L'Organizzazione Meteorologica Mondiale (OMM) delle Nazioni Unite ha lanciato un allarme senza precedenti sull'intensità del fenomeno El Niño, che sta assumendo proporzioni mai viste negli ultimi 1000 anni. Secondo le previsioni, il riscaldamento del Pacifico tropicale centrale-orientale raggiungerà livelli estremi nei prossimi mesi, con impatti devastanti su tutto il pianeta. L'evento, che potrebbe persistere fino a febbraio 2027, è già responsabile di siccità, inondazioni e ondate di caldo estremo in diverse regioni.
Il segretario generale dell'Onu, António Guterres, ha sottolineato che il fenomeno sta trasformando il clima globale in una «zona di pericolo» inesplorata. «Le temperature stanno aumentando a ritmi senza precedenti, e il mondo si trova in condizioni meteorologiche estreme mai registrate», ha affermato. L'OMM ha avviato una mobilitazione senza precedenti con i servizi meteorologici nazionali per mitigare i rischi, ma gli esperti avvertono che non c'è tempo da perdere.

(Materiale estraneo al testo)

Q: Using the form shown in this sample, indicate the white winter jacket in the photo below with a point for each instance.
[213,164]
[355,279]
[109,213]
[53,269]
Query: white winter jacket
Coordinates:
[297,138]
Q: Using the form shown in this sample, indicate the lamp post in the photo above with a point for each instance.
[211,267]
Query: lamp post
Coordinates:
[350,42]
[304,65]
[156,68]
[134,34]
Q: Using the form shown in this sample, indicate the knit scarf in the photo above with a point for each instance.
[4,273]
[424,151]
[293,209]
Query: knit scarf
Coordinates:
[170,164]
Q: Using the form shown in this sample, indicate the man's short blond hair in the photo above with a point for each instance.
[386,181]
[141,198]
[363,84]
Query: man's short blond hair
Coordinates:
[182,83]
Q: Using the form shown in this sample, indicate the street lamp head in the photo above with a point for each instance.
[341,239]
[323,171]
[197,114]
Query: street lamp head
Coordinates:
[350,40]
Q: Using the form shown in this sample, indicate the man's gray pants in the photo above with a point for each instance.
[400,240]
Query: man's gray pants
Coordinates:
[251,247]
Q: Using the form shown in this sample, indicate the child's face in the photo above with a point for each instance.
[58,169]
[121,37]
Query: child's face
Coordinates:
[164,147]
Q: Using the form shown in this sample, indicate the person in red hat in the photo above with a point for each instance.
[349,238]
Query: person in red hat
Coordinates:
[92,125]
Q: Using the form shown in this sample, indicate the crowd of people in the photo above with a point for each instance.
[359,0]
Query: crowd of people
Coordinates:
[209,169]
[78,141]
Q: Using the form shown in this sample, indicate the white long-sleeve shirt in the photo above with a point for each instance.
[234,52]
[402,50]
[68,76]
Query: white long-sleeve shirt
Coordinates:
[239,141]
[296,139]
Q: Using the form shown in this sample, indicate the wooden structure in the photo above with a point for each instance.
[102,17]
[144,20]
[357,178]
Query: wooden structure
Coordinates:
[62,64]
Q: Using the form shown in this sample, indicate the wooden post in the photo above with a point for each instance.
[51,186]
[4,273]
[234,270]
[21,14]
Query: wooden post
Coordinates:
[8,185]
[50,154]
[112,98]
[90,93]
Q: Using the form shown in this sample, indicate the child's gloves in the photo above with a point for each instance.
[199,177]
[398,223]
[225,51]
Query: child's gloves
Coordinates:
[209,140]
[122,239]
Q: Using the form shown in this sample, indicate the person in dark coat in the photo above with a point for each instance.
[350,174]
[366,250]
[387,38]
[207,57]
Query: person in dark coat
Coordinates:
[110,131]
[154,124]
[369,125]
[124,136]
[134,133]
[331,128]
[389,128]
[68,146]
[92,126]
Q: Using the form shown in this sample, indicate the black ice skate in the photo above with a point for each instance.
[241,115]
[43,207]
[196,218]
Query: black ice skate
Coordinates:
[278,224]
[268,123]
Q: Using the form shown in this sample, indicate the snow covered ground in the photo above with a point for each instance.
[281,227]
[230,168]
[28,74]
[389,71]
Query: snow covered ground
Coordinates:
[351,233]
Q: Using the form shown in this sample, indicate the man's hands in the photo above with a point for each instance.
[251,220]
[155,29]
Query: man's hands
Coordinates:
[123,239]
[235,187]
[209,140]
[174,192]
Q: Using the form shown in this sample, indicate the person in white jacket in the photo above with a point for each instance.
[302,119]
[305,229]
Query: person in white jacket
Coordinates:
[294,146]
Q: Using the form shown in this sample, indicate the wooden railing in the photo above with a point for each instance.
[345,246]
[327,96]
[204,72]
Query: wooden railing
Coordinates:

L'effetto combinato di El Niño e del riscaldamento globale renderà il 2027 l'anno più caldo mai registrato, con conseguenze devastanti per l'agricoltura, l'energia e la sicurezza alimentare. Il Programma Alimentare Mondiale ha stimato che circa 50 milioni di persone potrebbero cadere in situazioni di fame acuta. In Italia, il caldo persistente ha già causato danni economici rilevanti al settore agricolo, con perdite che superano i 2 miliardi di euro.
Un altro segnale preoccupante è la comparsa di tre uragani di categoria 4 nel Pacifico, un evento raro attribuito al riscaldamento delle acque oceaniche. Gli scienziati hanno spiegato che le temperature anomale favoriscono tempeste più intense, con rischi crescenti per le aree costiere. Mentre l'Europa non mostra ancora un impatto diretto, gli esperti prevedono che l'influenza di El Niño si farà sentire con l'avvicinarsi dell'inverno, con possibili cambiamenti nella circolazione atmosferica.
L'OMM ha richiesto una strategia globale per affrontare l'emergenza, sottolineando che le misure locali non sono sufficienti. «La crisi richiede una risposta coordinata a livello internazionale», ha affermato la segretaria generale Celeste Saulo. Il mondo si trova a un bivio: solo un'azione tempestiva può evitare un peggioramento irreversibile del clima globale.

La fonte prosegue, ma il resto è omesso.